Each species displayed strong microendemism, meaning that they were only found in a small area of the montane cloud forests, isolated by valleys of unsuitable habitats. None of the newly discovered frogs exceeded 14 millimetres in length, though all had some unique characteristics, including fewer fingers and toes than most larger frogs, as well as vibrant skin colouring, which was sometimes found to be poisonous.

Over the years, scientists have seen a severe decline in amphibian populations, with many species already having gone extinct. This is primarily due to habitat loss and chytridiomycosis, a disease caused by the chytrid fungus. “In 1999, a new species of chytrid was described that infects the skin of amphibians and was named Batrachochytrium dendrobatidis or “Bd” for short (Longcore et al, 1999).”

Over two hundred species of amphibians have been driven to decline or extinction due to the disease caused by the Bd fungus. Still, amphibians are threatened much more imminently by habitat loss and climate change, because they can only survive within a narrow range of temperatures and climates. Discovering new species gives ecologists hope that there are still pristine habitats available to sustain a variety of amphibian species.
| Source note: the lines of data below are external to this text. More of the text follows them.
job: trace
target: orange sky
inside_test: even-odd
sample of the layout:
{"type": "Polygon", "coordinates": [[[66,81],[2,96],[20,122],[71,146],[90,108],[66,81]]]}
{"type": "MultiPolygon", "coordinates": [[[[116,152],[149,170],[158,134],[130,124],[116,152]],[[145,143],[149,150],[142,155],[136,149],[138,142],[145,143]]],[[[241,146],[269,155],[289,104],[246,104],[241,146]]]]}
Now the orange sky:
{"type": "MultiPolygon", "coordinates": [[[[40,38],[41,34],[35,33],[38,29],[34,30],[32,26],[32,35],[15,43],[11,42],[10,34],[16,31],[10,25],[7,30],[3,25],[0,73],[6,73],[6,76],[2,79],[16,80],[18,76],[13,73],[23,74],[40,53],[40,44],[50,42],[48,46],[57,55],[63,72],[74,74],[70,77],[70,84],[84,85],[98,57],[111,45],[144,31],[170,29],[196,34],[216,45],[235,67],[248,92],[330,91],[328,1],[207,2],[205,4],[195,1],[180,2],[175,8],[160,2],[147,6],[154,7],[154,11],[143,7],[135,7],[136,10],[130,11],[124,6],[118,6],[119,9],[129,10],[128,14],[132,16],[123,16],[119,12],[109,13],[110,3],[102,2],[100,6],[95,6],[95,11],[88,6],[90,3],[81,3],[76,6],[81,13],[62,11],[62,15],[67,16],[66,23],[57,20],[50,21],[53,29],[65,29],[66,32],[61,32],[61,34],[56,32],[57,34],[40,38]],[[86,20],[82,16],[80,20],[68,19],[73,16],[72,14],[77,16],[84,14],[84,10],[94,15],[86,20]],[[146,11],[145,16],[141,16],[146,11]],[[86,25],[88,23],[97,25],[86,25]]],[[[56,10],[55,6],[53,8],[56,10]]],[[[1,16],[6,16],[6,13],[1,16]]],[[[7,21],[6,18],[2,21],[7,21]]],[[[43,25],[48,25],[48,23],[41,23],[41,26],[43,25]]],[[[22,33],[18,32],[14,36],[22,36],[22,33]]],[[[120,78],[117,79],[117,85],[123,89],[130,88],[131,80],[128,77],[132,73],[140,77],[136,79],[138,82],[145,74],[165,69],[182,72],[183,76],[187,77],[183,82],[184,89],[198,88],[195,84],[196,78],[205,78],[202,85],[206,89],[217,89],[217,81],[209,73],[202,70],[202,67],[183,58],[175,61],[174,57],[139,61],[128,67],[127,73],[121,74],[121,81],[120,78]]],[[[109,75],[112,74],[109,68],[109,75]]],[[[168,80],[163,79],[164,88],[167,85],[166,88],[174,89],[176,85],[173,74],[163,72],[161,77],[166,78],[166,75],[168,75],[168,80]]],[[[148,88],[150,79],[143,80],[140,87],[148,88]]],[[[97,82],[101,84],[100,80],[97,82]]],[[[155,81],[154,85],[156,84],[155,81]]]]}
Another considerable threat to amphibian populations is the use of the pesticide atrazine, which has shown in a number of peer-reviewed studies to change the gonadal development of frogs, causing widespread hermaphroditism and even turning males into females. Atrazine, a known endocrine disruptor, is a widely used pesticide in the US, though it has been banned in Europe. A study conducted by UC Berkeley in 2010 concluded that atrazine “wreaks havoc with the sex lives of adult male frogs, emasculating three-quarters of them and turning one in 10 into females.”

During the 2000s, the US Environmental Protection Agency conducted studies on atrazine and concluded that it does not adversely affect amphibian gonadal development and, therefore, has not required additional testing on the chemical, though their conclusion has been contested.

Amphibians are indicators of ecosystem health because of their place in the food chain. According to Ashley Mattoon of the Worldwatch Institute, “In some temperate and tropical forests, amphibians account for more biomass than any other vertebrate group: if you could weigh all the frogs and toads in a forest, there’s a good chance you would find more mass in them than in the forest’s reptiles, birds, or mammals. That’s important because it means that a great deal of the nutrients and energy in these places normally passes through or resides in amphibians. In ways large and small, amphibians shape the ecosystems of which they form a part.”

By identifying more frog species and studying the conditions necessary of healthy habitats, scientists can design targeted conservation efforts to protect these sensitive creatures, which are such an integral part of the food chain. Even though the miniature frogs discovered were found in “protected” areas, such remote places in Brazil still grapple with illegal deforestation of pine tree plantations, and cattle ranching. The study that exposed the discovery, published in PeerJ, suggested that the new species, “should be integrated into the Plano de Ação Nacional para a Conservação dos Anfíbios e Répteis Ameaçados da Região Sul do Brasil, an initiative organised by the Instituto Chico Mendes/Ministry of the Environment that seeks to organise conservation initiatives for the conservation of the herpetofauna of southern Brazil.”

Government oversight and enforcement of conservation efforts can make all the difference for habitat health and sustainability for threatened species, especially since the public is not always properly informed about how ecosystem diversity is a basic precursor for sustainability.

The discovery of these seven new species gives conservationists hope for the future of amphibian species; they expect to find and catalogue even more in the near future. We can only hope that conservation efforts will keep up with the pace of discovery.